Let's say an $n$-manifold is cubulated if it is glued out of cubes $[0,1]^n$ in a way that looks locally like the standard cubulation of $\mathbb R^n$. For instance, the face $[0,1]^{k-1} \times \{1\} \times [0,1]^{n-k}$ of some cube must be glued to the face $[0,1]^{k-1} \times \{0\} \times [0,1]^{n-k}$ of some other cube, for the same value of $k$; the torus $(\mathbb R/\mathbb Z)^n$ is cubulated with just one cube (coming from the standard map $[0,1] \to \mathbb R/\mathbb Z$); the Klein bottle is not cubulated in my sense.
One can imagine an equivalence relation on cubulations of $M$ in which two cubulations are equivalent if they share a common refinement. But I haven't thought through the details of exactly what "refinement" should mean.
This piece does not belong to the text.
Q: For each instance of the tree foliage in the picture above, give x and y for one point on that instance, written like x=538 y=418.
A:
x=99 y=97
It's clear that every cubulated manifold is framed. (A framing of an $n$-manifold $M$ is a homotopy class of trivializations of the tangent bundle, i.e. a homotopy class of vector bundle isomorphisms $TM \cong \mathbb R^n \times M$.) Locally, a framing determines a cubulation (or rather an equivalence class of cubulations). But globally I'm not so sure. I'm worried about things like the irrational line on the torus, which could prevent a framing from arising from any finite cubulation.
Question: Does every framed manifold admit a framing-compatible cubulation?